None of these people love bears in a tame or uncomplicated way. For each, their love has been accompanied by heartbreak. My friend Nell watched as a mother bear, and then her two screaming cubs, were shot out of a tree that the owner had refused to let someone pick because it was “ornamental.” Mac, during his time in the bush, had to shoot a grizzly that charged him, an act that haunted him for years. Denny and the Conservation Officers who work for him kill about 100 bears every year, deaths that are almost always caused by human negligence. And Janice: well, she still carries the marks, both literally and in her psyche, of the sick bear who mauled her.
Each of my friends has struggled to understand bears as bears. They pay attention to what bears need, how they learn, what makes them fearful, what makes them safe. When I asked them for bear stories, they didn’t tell me stories that made me laugh; they told stories of mystery, grief, and complexity. They told me holy stories.
It’s normal human behavior to domesticate that which is wild, to see the other in our own image. Our brains are hardwired to observe behavior and imagine how the other feels. So when I look out the back door to see what’s making all that noise and I find a black bear hauling away the smelly old shop vac, well, it cracks me up. It’s fun to imagine that she wants to clean up her den. It’s entertaining to hear the coffee shop ladies tell about the bear that broke in, sat down, cleaned out the cereal cabinet, and left his bum-print in dirt on the floor. It’s amusing to tease the guy who left his garage freezer unlocked, only to lose a ham, two bags of frozen perogis, and a couple of gallons of ice cream to a newly awakened bear.

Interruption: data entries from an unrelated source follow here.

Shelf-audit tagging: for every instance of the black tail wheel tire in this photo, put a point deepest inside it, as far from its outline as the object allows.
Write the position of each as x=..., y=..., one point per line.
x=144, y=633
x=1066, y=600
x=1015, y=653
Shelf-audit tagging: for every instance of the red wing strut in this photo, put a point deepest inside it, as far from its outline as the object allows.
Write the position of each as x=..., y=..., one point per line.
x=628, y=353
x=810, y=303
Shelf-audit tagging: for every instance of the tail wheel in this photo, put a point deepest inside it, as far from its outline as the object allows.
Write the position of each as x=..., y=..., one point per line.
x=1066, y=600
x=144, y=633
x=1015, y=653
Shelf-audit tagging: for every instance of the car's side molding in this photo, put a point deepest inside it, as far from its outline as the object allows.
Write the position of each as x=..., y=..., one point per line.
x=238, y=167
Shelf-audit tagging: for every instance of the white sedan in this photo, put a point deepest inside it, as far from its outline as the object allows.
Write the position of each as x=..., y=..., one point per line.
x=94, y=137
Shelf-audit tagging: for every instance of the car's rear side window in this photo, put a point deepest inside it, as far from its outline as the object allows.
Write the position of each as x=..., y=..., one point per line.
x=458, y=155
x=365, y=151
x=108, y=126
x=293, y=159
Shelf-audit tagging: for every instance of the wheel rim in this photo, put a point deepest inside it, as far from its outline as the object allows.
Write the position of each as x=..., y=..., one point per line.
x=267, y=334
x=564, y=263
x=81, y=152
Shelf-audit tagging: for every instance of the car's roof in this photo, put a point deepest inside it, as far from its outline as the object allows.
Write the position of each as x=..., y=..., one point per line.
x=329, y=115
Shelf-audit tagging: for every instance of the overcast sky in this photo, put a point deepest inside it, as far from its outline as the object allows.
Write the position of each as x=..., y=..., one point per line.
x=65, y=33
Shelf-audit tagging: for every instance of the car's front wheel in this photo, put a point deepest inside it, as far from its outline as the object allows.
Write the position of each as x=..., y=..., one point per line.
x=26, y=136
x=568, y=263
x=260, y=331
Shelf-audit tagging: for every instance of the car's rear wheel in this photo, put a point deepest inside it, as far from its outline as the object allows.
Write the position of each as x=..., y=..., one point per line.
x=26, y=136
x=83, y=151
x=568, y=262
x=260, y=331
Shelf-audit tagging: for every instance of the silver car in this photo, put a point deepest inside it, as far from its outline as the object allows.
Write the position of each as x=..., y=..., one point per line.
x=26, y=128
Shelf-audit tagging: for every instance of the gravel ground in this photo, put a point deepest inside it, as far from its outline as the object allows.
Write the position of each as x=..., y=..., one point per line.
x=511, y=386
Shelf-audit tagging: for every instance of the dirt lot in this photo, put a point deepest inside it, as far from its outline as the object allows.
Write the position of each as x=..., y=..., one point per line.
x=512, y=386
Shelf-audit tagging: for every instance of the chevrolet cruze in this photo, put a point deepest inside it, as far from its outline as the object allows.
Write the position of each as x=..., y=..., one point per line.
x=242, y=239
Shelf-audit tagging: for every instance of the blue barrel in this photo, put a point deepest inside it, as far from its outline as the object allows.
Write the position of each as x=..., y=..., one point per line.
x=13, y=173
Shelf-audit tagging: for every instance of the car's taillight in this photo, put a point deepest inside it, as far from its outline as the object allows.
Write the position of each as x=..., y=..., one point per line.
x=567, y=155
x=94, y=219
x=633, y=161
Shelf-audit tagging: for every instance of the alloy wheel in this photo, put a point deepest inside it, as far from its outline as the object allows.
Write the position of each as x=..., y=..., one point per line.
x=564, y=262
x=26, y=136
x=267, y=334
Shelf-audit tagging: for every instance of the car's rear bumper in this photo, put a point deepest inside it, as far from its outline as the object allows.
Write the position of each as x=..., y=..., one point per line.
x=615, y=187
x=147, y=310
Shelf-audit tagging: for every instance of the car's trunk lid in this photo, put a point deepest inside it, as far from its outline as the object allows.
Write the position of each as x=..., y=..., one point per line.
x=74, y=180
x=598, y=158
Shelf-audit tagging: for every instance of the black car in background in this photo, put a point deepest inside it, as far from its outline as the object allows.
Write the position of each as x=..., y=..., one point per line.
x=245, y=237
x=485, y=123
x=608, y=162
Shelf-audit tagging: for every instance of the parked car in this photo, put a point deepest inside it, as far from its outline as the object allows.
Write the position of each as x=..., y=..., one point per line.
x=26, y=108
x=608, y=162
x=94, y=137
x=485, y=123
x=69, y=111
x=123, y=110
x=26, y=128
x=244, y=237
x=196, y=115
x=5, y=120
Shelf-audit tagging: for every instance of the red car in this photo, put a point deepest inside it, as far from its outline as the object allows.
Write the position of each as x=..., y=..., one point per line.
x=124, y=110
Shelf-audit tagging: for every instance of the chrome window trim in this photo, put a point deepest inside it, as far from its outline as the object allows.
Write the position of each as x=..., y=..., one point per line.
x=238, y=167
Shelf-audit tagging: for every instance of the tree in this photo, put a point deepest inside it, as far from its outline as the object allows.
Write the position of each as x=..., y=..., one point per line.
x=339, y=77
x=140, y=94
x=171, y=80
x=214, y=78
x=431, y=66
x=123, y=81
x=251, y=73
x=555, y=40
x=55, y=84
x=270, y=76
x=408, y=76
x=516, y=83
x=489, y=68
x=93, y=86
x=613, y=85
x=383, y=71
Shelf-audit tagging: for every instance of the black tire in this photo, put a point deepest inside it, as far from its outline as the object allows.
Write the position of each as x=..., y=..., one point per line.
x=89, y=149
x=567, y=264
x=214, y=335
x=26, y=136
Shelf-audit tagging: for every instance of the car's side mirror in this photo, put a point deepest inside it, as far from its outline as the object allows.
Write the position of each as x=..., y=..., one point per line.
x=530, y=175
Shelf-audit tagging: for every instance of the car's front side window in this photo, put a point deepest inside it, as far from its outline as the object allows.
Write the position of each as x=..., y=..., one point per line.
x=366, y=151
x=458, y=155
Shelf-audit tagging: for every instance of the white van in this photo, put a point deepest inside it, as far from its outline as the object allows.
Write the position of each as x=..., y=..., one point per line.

But these stories are only funny when married to the fuller reality of our relationship to bears. The teacher who taught me about love and attention also taught me that the opposite of love isn’t hate. It’s indifference. Our indifference and inattention might not matter if we didn’t share territory with bears; but we do. Every single province and territory of this country is home to at least one species of bear, and these ursine companions are central to maintaining the health of our ecosystems. They are also our gift from the Creator: persistent reminders of the unsolvable tension between wild and tame, mystical ambassadors who speak of inexplicable sacredness, living symbols of the natural world which attracts and frightens us. They are as untamed, and untamable, as grace; as ubiquitous as the Spirit.